Stop being so grumpy. It could be worse. For example...
>> Wednesday, February 23, 2011
I do love mornings! Not the "getting-up" part, or the "few-grumpy-minutes-before-the-kettle-boils" part obviously, but after then, when I'm wide awake and can find the mental capacity to laugh at everything and everyone. I try not to get annoyed in the morning, especially if I have to commute somewhere. This is for a very good reason, you see. I see every morning the same people getting very and hilariously wound up behind the wheel of their car in the jams. I can even see them shouting abuse at everything before them, which simply means I can insert my own amusing commentary to what they're saying, or give these complete strangers, who I see all the time, their own nicknames. Hey, some of those traffic jams are pretty long, I'll have you know! Anyway, I am always cheery on a long morning drive for a very good reason. I call them "They".
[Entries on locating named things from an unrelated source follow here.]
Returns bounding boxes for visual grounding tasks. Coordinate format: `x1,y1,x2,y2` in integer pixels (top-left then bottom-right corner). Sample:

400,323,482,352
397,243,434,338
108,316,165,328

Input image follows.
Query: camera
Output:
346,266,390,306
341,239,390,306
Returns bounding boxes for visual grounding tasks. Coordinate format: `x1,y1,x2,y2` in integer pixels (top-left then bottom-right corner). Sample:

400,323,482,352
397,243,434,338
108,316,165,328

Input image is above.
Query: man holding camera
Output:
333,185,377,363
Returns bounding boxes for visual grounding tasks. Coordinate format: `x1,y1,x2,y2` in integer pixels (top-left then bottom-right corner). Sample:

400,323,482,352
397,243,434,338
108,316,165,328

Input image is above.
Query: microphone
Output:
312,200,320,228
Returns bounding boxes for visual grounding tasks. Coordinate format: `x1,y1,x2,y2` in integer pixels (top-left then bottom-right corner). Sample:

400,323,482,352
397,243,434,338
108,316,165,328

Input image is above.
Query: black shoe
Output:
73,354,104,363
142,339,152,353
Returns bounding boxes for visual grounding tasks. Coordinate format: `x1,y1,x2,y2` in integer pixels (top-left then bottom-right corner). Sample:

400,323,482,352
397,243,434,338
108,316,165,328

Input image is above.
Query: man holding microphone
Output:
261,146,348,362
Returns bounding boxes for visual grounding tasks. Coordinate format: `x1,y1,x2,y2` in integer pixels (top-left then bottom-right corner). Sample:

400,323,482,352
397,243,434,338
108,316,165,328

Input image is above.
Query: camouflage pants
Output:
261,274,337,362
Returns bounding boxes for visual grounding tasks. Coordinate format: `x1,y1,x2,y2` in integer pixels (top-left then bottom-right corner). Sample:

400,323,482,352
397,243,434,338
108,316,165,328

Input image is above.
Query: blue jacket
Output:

"They" are a secretive and evil society of people. Their sole purpose in life is to locate those drivers who are running late, even by a few seconds, and to co-operate to make them as late as possible. Seriously, have you ever noticed that if you leave even slightly late, you seem to get everyone else on the road acting together to hold you up? You get stuck at the back of a line behind a driver doing about 4mph, who in turn is being followed by a lorry so you can't overtake? How frustrating is that? You breathe a sigh of relief when "They" indicate to turn off (about a mile before the turning) only to let out another slow driver out before they go, as if they're doing it in relay! Arg! And when you finally get round to overtaking, you see that the driver, who's struggling to see over the wheel through their massive glasses, looks like they sat just behind Jesus in Middle School. They're always thousands of years old. Then, more of "They" wait at all the red lights and push the buttons just as you arrive. Not anyone else, just you. So now you know why this happens, next time you're late, just say "They held me up". Everyone will understand.
However, I am cheery because I have very little to worry about, as do you. Just imagine if your name is Katherine, and you're due to marry someone called William on 29th April this year, and it just so happens that your future husband is a Prince? Not only do you have to worry about planning the wedding of the decade, but a sea of photographers that want to take pictures of you, every moment of the day. There's newspapers like the Daily Mail who will worry if you're not 100% perfect in every way, there's the Daily Star, who will pray that someone catches a stray shot of you coming out of the shower, and there's the Morning Star, who will call for you to be lined up and shot because your Dad happened to go out and make something of himself and your partner happens to hold a title that even his Dad is eyeing up. You could be living in Libya right now, where the slow drivers are the least of your worries compared to the mad ranting boss. You could be called Jamie Theakston, and have to wake up every day in the knowledge that your career consists of doing Milk adverts and living with some very unfortunate rumours.
However, your life doesn't consist of these. Your life consists of you getting up, going to work in a half-asleep and unnecessarily angry mood, whinging about some of the most meaningless things, drinking your own bodyweight in coffee and then going home to drink your own bodyweight in wine. You don't have to worry about whether there's some Pap hanging out of your window when you're on the loo, you don't have to worry about mass riots on your favourite rat-run and you don't have to worry about what the lady's giggling at when you say "Hi, I'm Jamie Theakston". Compared to many others in the world, your life is very easy. Yes, you have a bill hanging over your head. It isn't mass drought, or an axe. Everything's relative.
So smile! Be nice, have something fun to look forward to in life. You're only here for a few measly decades, so why worry about your bi-annual productivity report? Just do your best at work and then remember what life's about: enjoying yourself!
Where to start, you ask? Well why not come up with a nickname for that dour-faced man you see every day? You know, the one who clearly has no dress-sense, and is shamelessly wearing that haircut?
Or even better, give him a smile! He may just pass it on.